Alors qu'il évoquait la participation du président béninois Thomas Boni Yayi à la marche historique de la veille à Paris, le présentateur Ozias Souvounou a appelé le chef de l'État à appliquer chez lui la liberté d'expression qu'il prône à l'étranger.

« On aurait aussi aimé que pour aller au bout de cet engagement, le chef de l'État devienne aussi Charlie ORTB [Office de radiodiffusion et télévision du Bénin], a-t-il déclaré en direct. Charlie ORTB pour la liberté de presse sur le service public de l'audiovisuel au Bénin. »

Joint hier par La Presse à son domicile de Cotonou, Ozias Souvounou raconte ne pas avoir hésité, l'occasion étant trop belle pour la laisser passer. « J'ai pris une grosse respiration, j'étais déterminé. »

« C'est l'expression d'une frustration, d'un malaise profond. On ne nous permet pas de bien faire notre métier. »

- Ozias Souvounou, présentateur de nouvelles à la télévision nationale du Bénin

L'ancien enseignant, devenu journaliste il y a 10 ans, estime que la situation s'est détériorée depuis le début du second mandat du président Boni Yayi, en 2011. « Lorsqu'on veut lancer le débat, inviter des gens qui ont des opinions diverses, autres que celle du gouvernement, on reçoit un refus catégorique de nos patrons. »

CRAINTE DE REPRÉSAILLES

Reporters sans frontières a situé le Bénin au 75e rang de son classement mondial de la liberté de presse, en 2014, derrière Hong Kong, Haïti ou la République dominicaine, par exemple. « Le Bénin a régressé », note Émile Ouedraogo, de la Chaire Raoul-Dandurand en études stratégiques et diplomatiques de l'UQAM.

Le constat est paradoxal dans un pays « qui a fait ses preuves en matière de démocratie », estime le chercheur qui y voit néanmoins « une volonté de Yayi Boni d'affirmer son pouvoir » et de faire taire « tout ce qui va à l'encontre de ses velléités ».

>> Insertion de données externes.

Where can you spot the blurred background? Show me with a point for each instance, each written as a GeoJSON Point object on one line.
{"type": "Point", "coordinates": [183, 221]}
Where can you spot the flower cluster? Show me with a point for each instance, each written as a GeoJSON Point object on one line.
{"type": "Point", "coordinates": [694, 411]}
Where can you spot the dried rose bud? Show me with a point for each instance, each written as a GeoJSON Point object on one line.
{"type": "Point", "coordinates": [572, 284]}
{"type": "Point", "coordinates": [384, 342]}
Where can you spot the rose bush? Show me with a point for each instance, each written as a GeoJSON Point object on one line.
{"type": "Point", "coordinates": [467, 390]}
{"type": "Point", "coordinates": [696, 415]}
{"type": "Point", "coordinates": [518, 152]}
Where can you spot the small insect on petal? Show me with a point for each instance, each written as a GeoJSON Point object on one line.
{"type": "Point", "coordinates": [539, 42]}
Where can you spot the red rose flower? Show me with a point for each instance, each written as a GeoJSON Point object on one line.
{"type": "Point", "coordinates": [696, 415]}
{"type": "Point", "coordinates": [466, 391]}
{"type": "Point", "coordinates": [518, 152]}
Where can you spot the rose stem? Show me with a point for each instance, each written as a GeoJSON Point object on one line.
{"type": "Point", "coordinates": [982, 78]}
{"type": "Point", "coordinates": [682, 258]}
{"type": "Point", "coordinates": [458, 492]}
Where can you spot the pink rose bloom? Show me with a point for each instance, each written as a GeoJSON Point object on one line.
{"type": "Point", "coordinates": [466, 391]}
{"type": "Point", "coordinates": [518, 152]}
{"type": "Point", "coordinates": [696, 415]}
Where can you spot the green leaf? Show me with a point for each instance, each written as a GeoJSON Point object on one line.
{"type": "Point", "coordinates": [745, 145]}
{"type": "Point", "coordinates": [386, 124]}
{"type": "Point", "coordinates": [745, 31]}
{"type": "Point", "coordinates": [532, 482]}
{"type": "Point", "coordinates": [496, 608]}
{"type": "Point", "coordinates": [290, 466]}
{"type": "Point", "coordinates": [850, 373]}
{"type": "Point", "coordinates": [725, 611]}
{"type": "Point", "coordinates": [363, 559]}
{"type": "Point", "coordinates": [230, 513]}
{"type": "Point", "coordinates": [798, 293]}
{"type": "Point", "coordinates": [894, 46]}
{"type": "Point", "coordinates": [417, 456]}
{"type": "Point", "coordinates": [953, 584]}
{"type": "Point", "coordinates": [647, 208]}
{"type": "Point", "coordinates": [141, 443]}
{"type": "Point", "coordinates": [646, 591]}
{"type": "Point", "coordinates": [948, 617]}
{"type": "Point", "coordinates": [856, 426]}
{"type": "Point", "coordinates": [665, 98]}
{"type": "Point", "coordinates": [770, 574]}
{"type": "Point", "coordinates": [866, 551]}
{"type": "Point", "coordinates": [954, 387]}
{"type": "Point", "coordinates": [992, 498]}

Ozias Souvounou s'attend à des représailles. S'il n'a subi aucune réprimande pour l'instant, c'est selon lui parce que son geste a eu des échos partout au pays et même à l'étranger. « Ils ont peur, ils ont reçu des menaces de citoyens qui disent qu'ils vont manifester, que le pays allait s'embraser si jamais il m'arrive quoi que ce soit. »

La discussion téléphonique avec La Presse s'est terminée quand les ministres de la Justice et de l'Intérieur se sont présentés chez lui, en personne. Ils voulaient, dit-il, s'inviter au bulletin de nouvelles.

75

Le Bénin occupe le 75e rang du classement mondial sur la liberté de presse de Reporters sans frontières en 2014.